What is power in a loving relationship?
When John Calvin wrote, that he was – among other things – seeking a way for the church to be kept pure without “the Church,” thus there was great safety in the system he devised. It was a valiant effort which informs and reflects much of what I believe today, just as I am also informed and my understandings are reflected in other schools of thought. Increasingly I have a difficult time throwing out that which the great cloud of witnesses have deemed valuable. And choose instead to hold dear what various traditions present and look for the gem(s) within each.
Again, what is power in a loving relationship?
If we can work from a premise that God actually loves creation – human beings included – and is inviting all into oneness with Godself in the beauty of relationship then maybe power is presence. And in Caputo’s reworking of Derrida, “the power of God is in God’s powerlessness.”
What if God is powerless to predetermine our tomorrows, but is fully and personally present with us in each moment? Does that have to destroy our faith? Granted, it won’t help the reformed position.
Ok, so you’re saying those two notions need not held in contrast. Let’s not forget that omnipotence and omniscience were not beliefs that come to us from the Children of Israel but were Greek ideas that Christian writers borrowed. What does the testimony of Scripture better support, the idea of God’s omnipotence or God’s WITH us as the power.
So the fact that God is with me and with us experiencing all alongside us becomes a ‘tacit powerfulness.’ Not an abstracted omnipotence.
The other day I was telling a friend about our struggle with biologically birthing children. Lynette had an ectopic pregnancy that ruptured followed by a number of regular miscarriages before we realized there are other ways for us to start a family. So I was telling this friend about the ectopic, and how close she was to death, and all the medical staff running around, all the blood she lost, how weak she was, etc. And what an odd privilege it was for me to be there for her and to share in this mixed bag of sadness and thankfulness. I felt utterly powerless and could do nothing but be with her and that somehow I felt like I wasn’t doing enough. My friend graciously helped me to see afresh that it may well be the powerlessness of my presence that was the power Lynette most needed.
Presence is tacit power. Omnipotence is weak substitution for the active presence of God. Reformed theology specially and much of western theology more generally so emphasis that God is all powerful that we functionally negate the gift of God’s presence.
Increasingly, I find myself choosing not to emphasis omnipotence (though God may well be omnipotent), because I believe it may remove God from the very people God what’s to call God’s own.
I am saying that what we think of as “omnipotence” and “omniscience” are not in the bible, of course we revision them in and can find lots of examples in Scripture to support such ideas (that’s the beauty of text). So for example, when the poet penned what we now call Psalm 139 the poet had no concept of omni’s in mind. The poet gave narrative voice to a “real” or tacit knowledge of God.
I imagine God weeps when little Johnny makes fun of little Suzy, in part, because God has journeyed with Johnny and with Suzy and God knows the whys and the whats that lead to that moment. I imagine God grieves, and God hopes, and God waits to find out what will happen next. Not because God is weak. But because God has so entered the human story that God’s weakness is the very strength of presence all of humanity craves.

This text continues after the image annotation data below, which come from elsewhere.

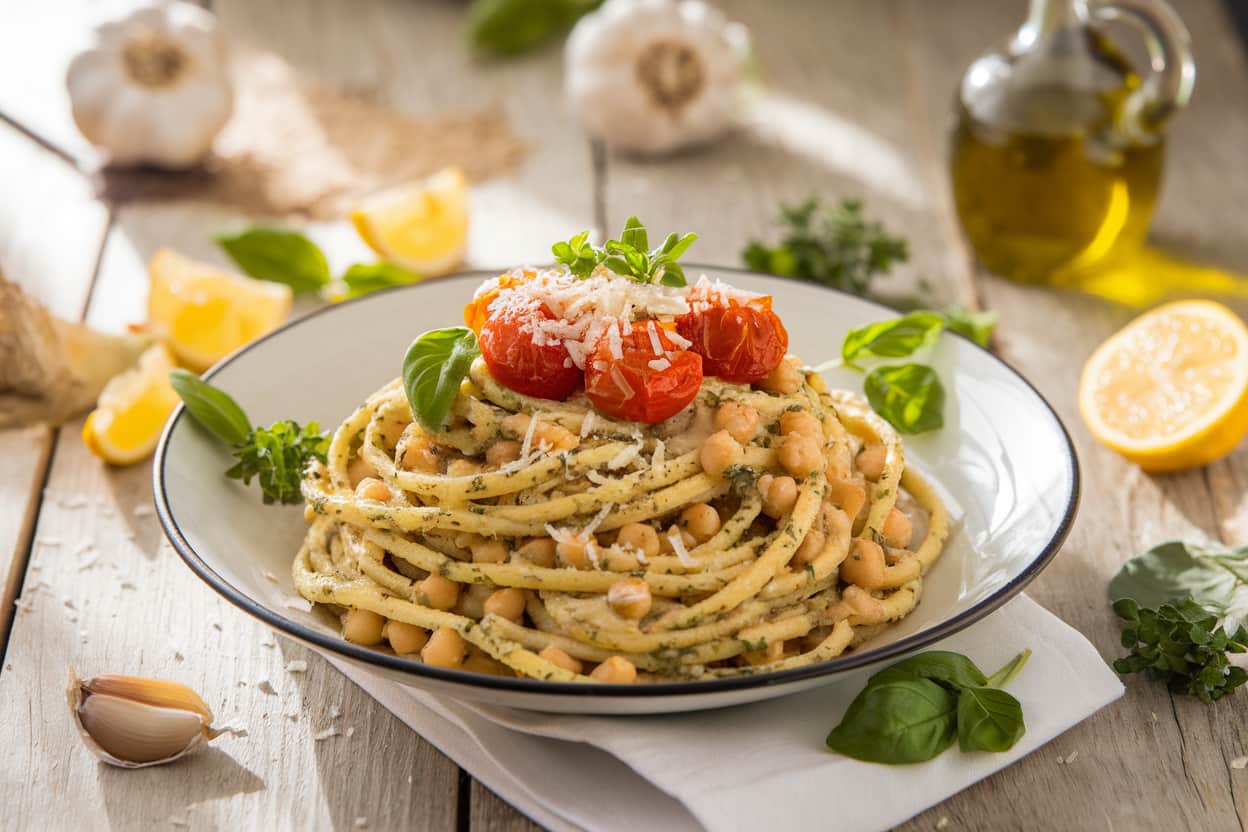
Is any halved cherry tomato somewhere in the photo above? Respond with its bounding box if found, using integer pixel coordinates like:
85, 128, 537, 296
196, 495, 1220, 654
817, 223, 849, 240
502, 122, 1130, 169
480, 307, 583, 400
464, 269, 534, 336
676, 294, 789, 384
585, 321, 703, 424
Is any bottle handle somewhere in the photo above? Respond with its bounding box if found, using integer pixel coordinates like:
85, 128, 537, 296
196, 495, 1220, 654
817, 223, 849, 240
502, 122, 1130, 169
1090, 0, 1196, 133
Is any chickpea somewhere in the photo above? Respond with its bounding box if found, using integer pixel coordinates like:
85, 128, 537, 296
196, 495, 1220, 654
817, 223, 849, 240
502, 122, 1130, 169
699, 430, 745, 479
607, 578, 654, 620
680, 503, 719, 543
342, 606, 386, 647
780, 410, 824, 445
854, 442, 887, 483
416, 575, 459, 610
347, 457, 377, 486
715, 402, 759, 445
498, 413, 530, 439
758, 358, 801, 394
484, 586, 524, 624
421, 627, 468, 667
447, 459, 480, 476
512, 538, 555, 569
454, 584, 494, 619
538, 644, 585, 674
776, 433, 824, 479
554, 535, 598, 569
759, 474, 797, 520
880, 508, 912, 549
356, 476, 392, 503
792, 528, 827, 566
827, 479, 866, 520
472, 540, 507, 564
841, 538, 884, 589
589, 656, 636, 685
615, 523, 659, 558
386, 619, 429, 656
485, 439, 520, 468
402, 437, 438, 474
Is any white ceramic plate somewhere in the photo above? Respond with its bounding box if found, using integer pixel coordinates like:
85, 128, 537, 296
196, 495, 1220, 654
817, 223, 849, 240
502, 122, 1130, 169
154, 267, 1080, 713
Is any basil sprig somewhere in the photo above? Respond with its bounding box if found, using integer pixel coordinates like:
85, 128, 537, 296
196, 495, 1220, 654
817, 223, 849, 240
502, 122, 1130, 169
217, 226, 422, 299
168, 369, 329, 504
403, 327, 480, 432
550, 217, 698, 286
827, 650, 1031, 765
1109, 540, 1248, 702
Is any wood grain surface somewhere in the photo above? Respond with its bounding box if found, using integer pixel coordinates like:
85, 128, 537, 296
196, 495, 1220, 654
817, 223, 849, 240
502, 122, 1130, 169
0, 0, 1248, 832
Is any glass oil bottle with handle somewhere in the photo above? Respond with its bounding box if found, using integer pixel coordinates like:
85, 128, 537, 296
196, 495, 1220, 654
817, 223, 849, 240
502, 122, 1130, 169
951, 0, 1196, 283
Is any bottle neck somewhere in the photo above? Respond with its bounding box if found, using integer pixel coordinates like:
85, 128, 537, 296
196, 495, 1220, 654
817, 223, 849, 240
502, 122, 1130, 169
1015, 0, 1087, 49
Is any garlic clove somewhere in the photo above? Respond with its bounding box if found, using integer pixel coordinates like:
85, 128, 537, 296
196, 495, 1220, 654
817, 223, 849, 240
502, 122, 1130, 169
66, 670, 220, 768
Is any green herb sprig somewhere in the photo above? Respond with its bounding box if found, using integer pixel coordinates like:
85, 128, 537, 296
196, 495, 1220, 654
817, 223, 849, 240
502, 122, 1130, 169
741, 196, 910, 294
217, 226, 423, 299
827, 650, 1031, 765
550, 217, 698, 286
170, 369, 329, 505
1109, 540, 1248, 702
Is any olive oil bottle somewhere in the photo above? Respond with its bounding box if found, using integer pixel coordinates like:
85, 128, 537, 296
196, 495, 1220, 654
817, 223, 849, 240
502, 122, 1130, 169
950, 0, 1194, 283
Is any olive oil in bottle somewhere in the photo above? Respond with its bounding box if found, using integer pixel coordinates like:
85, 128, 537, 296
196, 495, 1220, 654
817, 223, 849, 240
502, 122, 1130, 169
950, 0, 1191, 283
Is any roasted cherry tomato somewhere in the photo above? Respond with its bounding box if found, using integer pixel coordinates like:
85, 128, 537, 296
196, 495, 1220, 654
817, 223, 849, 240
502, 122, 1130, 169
480, 308, 583, 400
585, 321, 703, 424
676, 296, 789, 384
464, 269, 533, 336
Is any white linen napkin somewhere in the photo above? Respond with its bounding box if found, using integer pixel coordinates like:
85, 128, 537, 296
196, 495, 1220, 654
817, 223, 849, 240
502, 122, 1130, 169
327, 595, 1123, 832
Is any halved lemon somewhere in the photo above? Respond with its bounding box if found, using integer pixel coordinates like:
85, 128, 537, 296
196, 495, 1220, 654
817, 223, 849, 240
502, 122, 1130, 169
1080, 301, 1248, 472
147, 248, 292, 370
82, 344, 178, 465
351, 167, 468, 277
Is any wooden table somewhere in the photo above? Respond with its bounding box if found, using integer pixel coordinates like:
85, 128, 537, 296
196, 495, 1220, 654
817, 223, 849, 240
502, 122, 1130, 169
0, 0, 1248, 830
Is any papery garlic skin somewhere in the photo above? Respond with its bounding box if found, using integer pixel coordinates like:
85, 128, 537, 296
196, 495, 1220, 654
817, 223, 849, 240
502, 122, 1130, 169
65, 0, 233, 168
66, 670, 220, 768
564, 0, 750, 155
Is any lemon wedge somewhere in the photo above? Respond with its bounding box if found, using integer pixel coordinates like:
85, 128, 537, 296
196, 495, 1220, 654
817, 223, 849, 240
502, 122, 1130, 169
1080, 301, 1248, 472
351, 167, 468, 277
147, 248, 292, 370
82, 344, 178, 465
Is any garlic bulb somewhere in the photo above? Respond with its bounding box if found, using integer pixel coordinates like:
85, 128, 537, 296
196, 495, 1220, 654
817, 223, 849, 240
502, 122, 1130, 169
564, 0, 750, 153
66, 670, 221, 768
65, 1, 233, 167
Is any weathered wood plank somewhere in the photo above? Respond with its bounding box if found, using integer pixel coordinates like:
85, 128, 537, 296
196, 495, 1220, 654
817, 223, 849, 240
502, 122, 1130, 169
0, 120, 109, 652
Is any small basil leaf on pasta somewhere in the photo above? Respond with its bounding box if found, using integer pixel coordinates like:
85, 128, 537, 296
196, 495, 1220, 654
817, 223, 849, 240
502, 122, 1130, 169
342, 262, 423, 298
827, 679, 957, 763
168, 369, 251, 445
957, 687, 1027, 751
862, 364, 945, 433
217, 228, 329, 292
870, 650, 988, 690
841, 312, 945, 367
403, 327, 480, 432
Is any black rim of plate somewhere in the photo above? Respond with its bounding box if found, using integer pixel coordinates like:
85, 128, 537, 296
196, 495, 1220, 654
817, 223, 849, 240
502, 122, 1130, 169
152, 263, 1081, 699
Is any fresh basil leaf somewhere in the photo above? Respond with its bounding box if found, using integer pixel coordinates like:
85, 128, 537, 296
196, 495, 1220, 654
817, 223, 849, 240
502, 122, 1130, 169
841, 312, 945, 367
342, 262, 423, 298
466, 0, 602, 55
862, 364, 945, 433
403, 327, 480, 432
168, 369, 251, 445
957, 687, 1027, 751
1109, 540, 1248, 612
943, 306, 997, 347
827, 679, 957, 763
217, 228, 329, 292
869, 650, 988, 691
620, 217, 650, 251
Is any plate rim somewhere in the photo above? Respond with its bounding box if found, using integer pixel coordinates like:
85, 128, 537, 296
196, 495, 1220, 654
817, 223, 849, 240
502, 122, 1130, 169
152, 263, 1082, 699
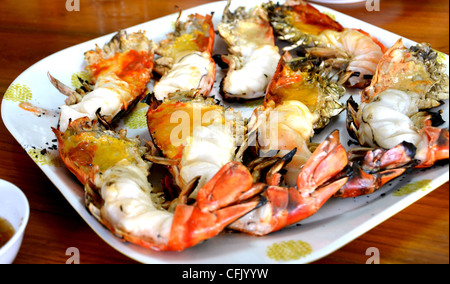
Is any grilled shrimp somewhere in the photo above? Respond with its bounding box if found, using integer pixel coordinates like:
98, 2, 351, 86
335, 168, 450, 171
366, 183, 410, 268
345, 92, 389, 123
147, 93, 245, 201
340, 40, 449, 199
217, 0, 280, 100
228, 131, 348, 236
265, 1, 386, 88
263, 1, 344, 49
307, 29, 385, 88
253, 53, 345, 185
153, 13, 216, 101
48, 31, 156, 132
53, 117, 257, 251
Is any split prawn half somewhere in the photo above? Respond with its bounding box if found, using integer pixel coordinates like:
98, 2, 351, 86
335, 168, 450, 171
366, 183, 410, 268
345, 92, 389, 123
147, 92, 246, 203
228, 131, 348, 236
48, 30, 156, 132
217, 0, 280, 100
53, 117, 258, 251
248, 52, 345, 186
340, 39, 449, 197
153, 12, 216, 101
265, 1, 387, 88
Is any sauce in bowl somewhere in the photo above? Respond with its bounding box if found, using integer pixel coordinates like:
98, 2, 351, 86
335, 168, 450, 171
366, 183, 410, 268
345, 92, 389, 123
0, 217, 14, 248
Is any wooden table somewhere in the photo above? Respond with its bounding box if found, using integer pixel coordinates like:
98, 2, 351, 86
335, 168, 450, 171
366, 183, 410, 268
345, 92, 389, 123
0, 0, 449, 264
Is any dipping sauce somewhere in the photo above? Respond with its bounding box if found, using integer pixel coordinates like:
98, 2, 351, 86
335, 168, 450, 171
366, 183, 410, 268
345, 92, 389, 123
0, 217, 14, 248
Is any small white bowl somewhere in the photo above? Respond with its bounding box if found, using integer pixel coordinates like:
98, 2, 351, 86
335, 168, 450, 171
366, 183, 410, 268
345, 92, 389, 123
0, 179, 30, 264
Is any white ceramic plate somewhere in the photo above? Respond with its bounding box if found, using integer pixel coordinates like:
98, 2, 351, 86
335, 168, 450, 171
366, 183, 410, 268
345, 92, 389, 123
1, 0, 449, 264
310, 0, 367, 4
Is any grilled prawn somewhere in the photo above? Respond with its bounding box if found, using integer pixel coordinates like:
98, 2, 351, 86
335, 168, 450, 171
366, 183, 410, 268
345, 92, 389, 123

What does the word Messiah mean? By definition it is all about presence. The promise of Messiah is the promise of God’s presence.
Bottom line, I am suggesting that maybe the omni’s (which like all theology are a human creations) may do us a disservice by making God more distant than the Scriptural narrative suggests.
Shakespeare often held the power to pardon as a greater power than to execute. We try to teach playground-bullies that the greatest strength is to NOT hit back, as someone once said, “to turn the other check.” Think of the legacy of Christian martyrdom, or the power of passive resistance in Gandhi or Dr Martin Luther King Jr. or Rosa Parks, or even of lives lived in seemingly powerless ways like Mother Teresa, etc.
If Christ is the perfect representation of the Divine how did Christ display power? Does Christ empty Christ-self in a way that the Divine does not? Or do Christ’s life and death, Christ’s use of power and Christ’s self-emptying reveal us the very nature of God?
What is the power of “The Passion”? I don’t think it would be too much to say that the power of the passion is a narrative glimpse into the powerlessness of Christ. Was Jesus acting powerless or did Jesus so empty himself that he choose to be powerless and truly was a servant, a sacrificial lamb?
If God so humbled Godself that the Christ was killed by God’s own creation and Christ was powerless to change that outcome do we not see the ultimate power of love? Omnipotence as a theological construct may be a an attempt to so distance God from our experience that we let ourselves hook for the violence we do to ourselves, each other and creation.
It is my growing belief that Kenosis is an increasingly important area of Christian doctrine. Because it is addresses the issues of power and authority from the person of God.